If you're really just starting off, you don't need that yet. Here's a tip: learn to touch type. Anne McCaffrey told me to do just that, and I've been grateful ever since. (Of course not all writers do, probably not even the majority; but those who do, all extol the benefits.)
Anyway, something else that's new for me is that the book contains a bibliography. It's not even complete - I did my homework for this... So, in case you're interested, here it is:
Barnes, M., A New Introduction to Old Norse, Viking Society for Northern Research, University College London, 3rd Edition, 2008
Copeland, B.J. et al., Colossus: The Secrets of Bletchley Park's Codebreaking Computers, Oxford University Press, 2006
Crossley-Holland, K., The Norse Myths, Pantheon Books, 1980
Fairbairn, Capt.

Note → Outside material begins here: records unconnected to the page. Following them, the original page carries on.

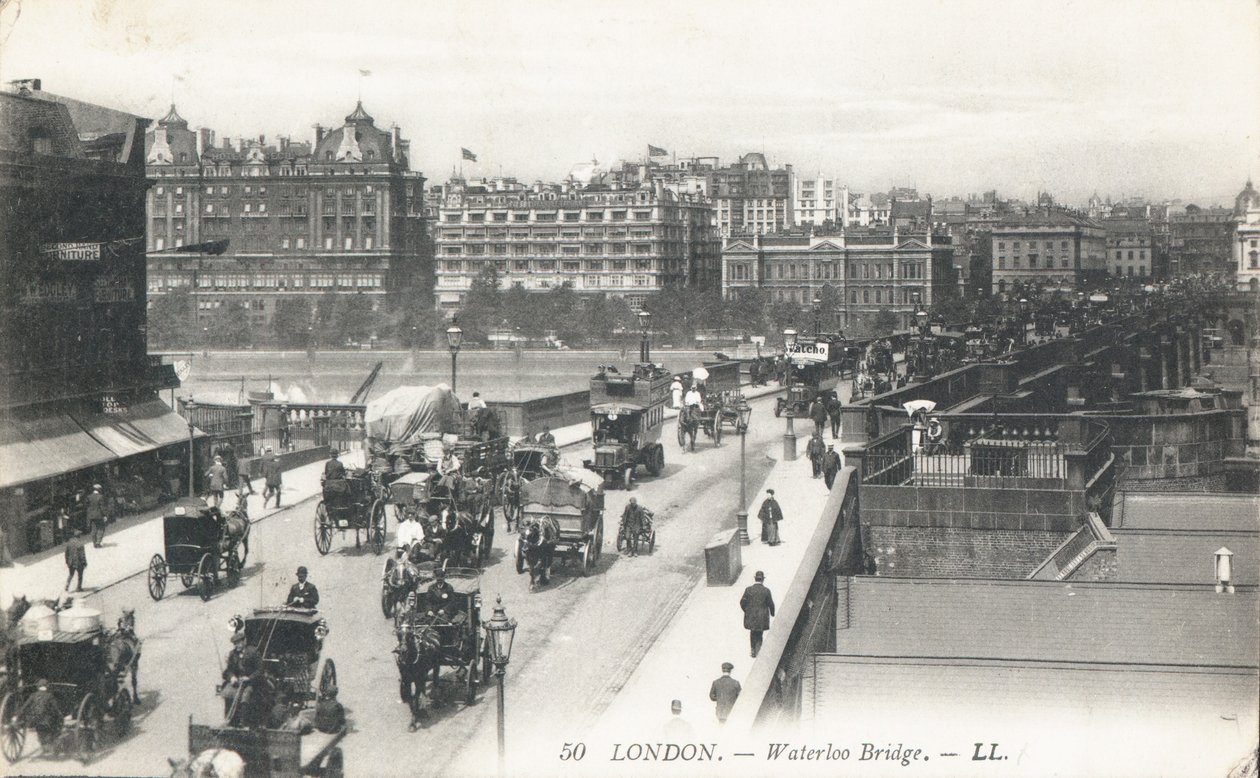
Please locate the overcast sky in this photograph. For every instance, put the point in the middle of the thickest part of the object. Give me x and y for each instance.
(1157, 98)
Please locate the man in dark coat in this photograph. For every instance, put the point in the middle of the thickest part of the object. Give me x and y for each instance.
(818, 412)
(76, 559)
(271, 478)
(725, 691)
(832, 464)
(303, 594)
(95, 512)
(757, 605)
(770, 516)
(814, 449)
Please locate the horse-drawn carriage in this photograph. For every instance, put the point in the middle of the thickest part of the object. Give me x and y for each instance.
(441, 627)
(199, 544)
(355, 503)
(85, 672)
(560, 513)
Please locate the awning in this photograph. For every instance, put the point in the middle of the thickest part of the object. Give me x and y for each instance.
(45, 447)
(141, 428)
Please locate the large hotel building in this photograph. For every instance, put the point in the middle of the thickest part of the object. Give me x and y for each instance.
(344, 213)
(600, 238)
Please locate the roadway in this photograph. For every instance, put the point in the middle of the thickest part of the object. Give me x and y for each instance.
(577, 642)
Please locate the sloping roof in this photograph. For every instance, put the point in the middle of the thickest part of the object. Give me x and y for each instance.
(1050, 621)
(1188, 511)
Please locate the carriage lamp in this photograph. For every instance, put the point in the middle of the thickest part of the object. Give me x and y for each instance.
(644, 344)
(741, 518)
(499, 632)
(454, 339)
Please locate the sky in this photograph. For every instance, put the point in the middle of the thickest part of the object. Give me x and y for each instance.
(1156, 98)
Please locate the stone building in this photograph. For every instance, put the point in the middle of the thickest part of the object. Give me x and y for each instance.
(255, 222)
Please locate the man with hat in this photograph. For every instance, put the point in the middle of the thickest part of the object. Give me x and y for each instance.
(76, 559)
(95, 513)
(832, 464)
(303, 594)
(757, 605)
(770, 516)
(725, 691)
(43, 715)
(271, 477)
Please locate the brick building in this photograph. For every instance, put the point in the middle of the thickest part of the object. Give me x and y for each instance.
(343, 213)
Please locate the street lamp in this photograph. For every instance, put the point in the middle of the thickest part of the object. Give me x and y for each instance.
(454, 338)
(790, 433)
(644, 344)
(189, 406)
(741, 518)
(499, 632)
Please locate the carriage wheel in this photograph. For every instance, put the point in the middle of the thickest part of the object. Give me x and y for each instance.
(207, 571)
(470, 684)
(121, 714)
(87, 726)
(323, 530)
(13, 735)
(377, 531)
(156, 576)
(328, 676)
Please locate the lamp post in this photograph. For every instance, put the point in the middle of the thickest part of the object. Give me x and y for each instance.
(644, 344)
(189, 406)
(454, 338)
(741, 517)
(790, 433)
(499, 632)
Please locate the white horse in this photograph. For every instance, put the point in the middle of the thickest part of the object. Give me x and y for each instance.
(211, 763)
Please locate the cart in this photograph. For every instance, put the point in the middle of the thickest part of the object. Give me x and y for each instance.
(199, 545)
(360, 507)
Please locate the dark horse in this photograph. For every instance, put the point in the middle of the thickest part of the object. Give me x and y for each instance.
(418, 652)
(122, 651)
(538, 547)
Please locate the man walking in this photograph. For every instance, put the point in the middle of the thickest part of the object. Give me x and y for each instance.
(76, 559)
(832, 464)
(814, 450)
(770, 516)
(725, 691)
(757, 605)
(271, 478)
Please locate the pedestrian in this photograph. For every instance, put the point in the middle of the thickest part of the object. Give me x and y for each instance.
(814, 450)
(303, 594)
(96, 515)
(271, 478)
(76, 559)
(677, 729)
(818, 412)
(770, 516)
(217, 481)
(757, 605)
(725, 691)
(832, 464)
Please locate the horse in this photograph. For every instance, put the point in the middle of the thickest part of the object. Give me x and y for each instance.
(122, 651)
(417, 653)
(538, 546)
(211, 763)
(688, 424)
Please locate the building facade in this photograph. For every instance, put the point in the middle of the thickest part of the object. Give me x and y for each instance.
(1048, 249)
(284, 220)
(78, 392)
(870, 271)
(625, 242)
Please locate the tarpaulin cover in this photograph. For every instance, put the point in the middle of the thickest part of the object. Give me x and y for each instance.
(398, 419)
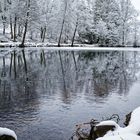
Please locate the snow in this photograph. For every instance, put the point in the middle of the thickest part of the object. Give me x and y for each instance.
(121, 137)
(109, 123)
(6, 131)
(128, 133)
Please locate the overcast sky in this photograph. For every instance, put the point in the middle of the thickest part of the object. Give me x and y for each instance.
(136, 3)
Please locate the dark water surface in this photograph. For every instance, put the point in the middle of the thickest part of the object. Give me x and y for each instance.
(44, 94)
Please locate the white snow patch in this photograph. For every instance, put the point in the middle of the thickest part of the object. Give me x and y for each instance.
(109, 123)
(121, 137)
(128, 133)
(6, 131)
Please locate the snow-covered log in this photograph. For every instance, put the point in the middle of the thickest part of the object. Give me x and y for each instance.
(7, 134)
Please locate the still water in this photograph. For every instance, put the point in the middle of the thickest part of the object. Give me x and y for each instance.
(44, 94)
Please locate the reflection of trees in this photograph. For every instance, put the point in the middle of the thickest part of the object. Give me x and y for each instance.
(25, 75)
(111, 72)
(17, 89)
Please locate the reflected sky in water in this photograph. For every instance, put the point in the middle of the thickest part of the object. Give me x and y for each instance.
(44, 94)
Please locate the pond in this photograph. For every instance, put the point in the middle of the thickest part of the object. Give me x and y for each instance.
(45, 93)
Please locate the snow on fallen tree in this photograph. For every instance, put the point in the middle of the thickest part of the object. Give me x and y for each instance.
(110, 130)
(7, 134)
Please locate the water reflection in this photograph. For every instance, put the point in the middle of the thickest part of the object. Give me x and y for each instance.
(38, 88)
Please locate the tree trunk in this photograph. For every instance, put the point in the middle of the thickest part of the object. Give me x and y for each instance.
(26, 26)
(59, 41)
(11, 27)
(44, 34)
(15, 29)
(74, 34)
(3, 28)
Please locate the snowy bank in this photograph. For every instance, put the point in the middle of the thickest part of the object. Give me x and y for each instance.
(110, 130)
(130, 132)
(7, 134)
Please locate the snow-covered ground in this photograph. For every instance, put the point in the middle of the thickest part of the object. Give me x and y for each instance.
(8, 132)
(128, 133)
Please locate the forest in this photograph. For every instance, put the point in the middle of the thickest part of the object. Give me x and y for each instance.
(102, 22)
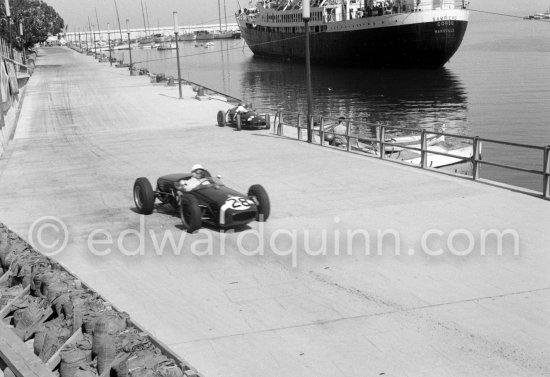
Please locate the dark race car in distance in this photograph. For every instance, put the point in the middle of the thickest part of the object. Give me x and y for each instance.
(210, 202)
(248, 120)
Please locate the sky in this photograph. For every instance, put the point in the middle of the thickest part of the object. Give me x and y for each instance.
(76, 12)
(191, 12)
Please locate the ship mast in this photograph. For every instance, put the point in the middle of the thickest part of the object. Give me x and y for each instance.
(220, 15)
(118, 19)
(143, 16)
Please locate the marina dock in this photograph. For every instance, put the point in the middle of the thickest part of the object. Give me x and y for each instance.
(365, 267)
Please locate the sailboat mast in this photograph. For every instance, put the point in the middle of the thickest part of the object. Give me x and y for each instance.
(143, 16)
(118, 19)
(220, 15)
(147, 14)
(97, 20)
(225, 12)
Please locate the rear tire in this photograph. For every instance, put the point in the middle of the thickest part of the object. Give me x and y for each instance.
(144, 196)
(190, 213)
(221, 118)
(259, 195)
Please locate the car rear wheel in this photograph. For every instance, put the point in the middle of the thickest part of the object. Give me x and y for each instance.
(144, 196)
(190, 213)
(221, 118)
(260, 197)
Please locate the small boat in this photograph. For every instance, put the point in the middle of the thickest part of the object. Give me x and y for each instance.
(187, 37)
(437, 161)
(167, 46)
(203, 35)
(223, 35)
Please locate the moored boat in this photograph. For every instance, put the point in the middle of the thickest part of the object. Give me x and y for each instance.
(187, 37)
(203, 35)
(397, 33)
(167, 46)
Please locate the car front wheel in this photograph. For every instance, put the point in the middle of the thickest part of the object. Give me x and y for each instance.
(260, 197)
(221, 118)
(144, 196)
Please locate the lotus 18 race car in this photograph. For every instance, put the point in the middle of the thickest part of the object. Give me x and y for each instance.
(210, 202)
(248, 120)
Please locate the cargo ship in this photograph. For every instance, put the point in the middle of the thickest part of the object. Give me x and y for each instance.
(361, 33)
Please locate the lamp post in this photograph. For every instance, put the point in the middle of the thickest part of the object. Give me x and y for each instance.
(306, 17)
(109, 43)
(94, 42)
(176, 32)
(129, 47)
(8, 21)
(22, 42)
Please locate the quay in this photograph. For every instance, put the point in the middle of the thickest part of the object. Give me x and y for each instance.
(430, 292)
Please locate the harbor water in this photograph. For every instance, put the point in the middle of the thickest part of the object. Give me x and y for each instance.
(496, 86)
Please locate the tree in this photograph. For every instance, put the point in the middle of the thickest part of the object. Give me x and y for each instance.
(39, 20)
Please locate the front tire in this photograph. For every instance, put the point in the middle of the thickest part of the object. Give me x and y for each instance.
(221, 118)
(190, 213)
(260, 197)
(144, 196)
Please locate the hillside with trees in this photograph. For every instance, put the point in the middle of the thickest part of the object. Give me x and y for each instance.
(39, 20)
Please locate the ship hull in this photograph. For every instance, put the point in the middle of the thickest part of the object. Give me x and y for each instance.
(420, 40)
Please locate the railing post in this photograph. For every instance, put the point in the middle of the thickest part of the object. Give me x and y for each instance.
(423, 150)
(381, 139)
(322, 131)
(299, 127)
(348, 136)
(546, 175)
(475, 158)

W.E., Get Tough!, Paladin Press, 1979 (original pub. 1942)
Fölsing, A., Albert Einstein, Penguin Books, 1998
Hawkins, J., On Intelligence, Holt, 2004
Hodges, A., Alan Turing: the Enigma, Vintage, 1992
Jeffery, K., MI6: The History of the Secret Intelligence Service, Bloomsbury, 2010
Kanigel, R., The Man Who Knew Infinity, Abacus, 1991
Laughlin, R.B., A Different Universe, Basic Books, 2005
Law, M., The Pyjama Game, Aurum, 2007
Navarro, J., What Every Body Is Saying, HarperCollins, 2008
Ornstein, R., The Right Mind, Harcourt Brace, 1997
Page, R.I., Chronicles of the Vikings, The British Museum Press, 1995
Page, R.I., Runes, The British Museum Press, 1987
Parker, A., Seven Deadly Colours, Free Press, 2005
Reid, J.M., The Atomic Nucleus, Penguin Books, 1972
Poundstone, W., Prisoner's Dilemma, Oxford University Press, 1993
Rhodes, R., The Making of the Atomic Bomb, Penguin Books, 1988
Sanmark, A., Sundman, F., The Vikings, Lyxo, 2008
Shirer, William L., The Rise and Fall of the Third Reich, Arrow Books, 1998
Strogatz, S., SYNC, Hyperion, 2003
Taylor, P.B., Auden, W.H., The Elder Edda, Faber and Faber, 1969
West, N., GCHQ: The Secret Wireless War 1900-86, Coronet, 1987
Yourgrau, P., A World Without Time, Basic Books, 2005
Articles on Telegraphy and on World War II in the 1956 edition of the Encyclopædia Britannica were also helpful.
...oh, and... last week, in one immense sitting, I wrote a 10 - 12000 word first draft of a story that (if it stands up to the light of day when I revisit it) will form the contents of the free chapbook that every member of Novacon gets. It's a longstanding tradition that the guest of honour provides a story for the organizers, the Birmingham SF Group, to publish.
(I don't know the story's exact length because, on a whim, I wrote it using pen and paper: over 50 A4 sheets and four pens involved. These modern gel pens don't last long! I started with a part-used pen and used all its ink, went through two brand-new pens, then wrote the last chunk with a ballpoint.)
Sometimes the stories have been a bit throw-away, other times they've been serious pieces of work. I'm predisposed to take it seriously for several reasons, since Novacon 8 in 1978 was one of the pivotal events in my life, and because Birmingham has a special place in my heart. (Yes, I really said that.) The con venue might be Nottingham, but it's still the Brum Group who bring Novacon into existence every year, bless 'em.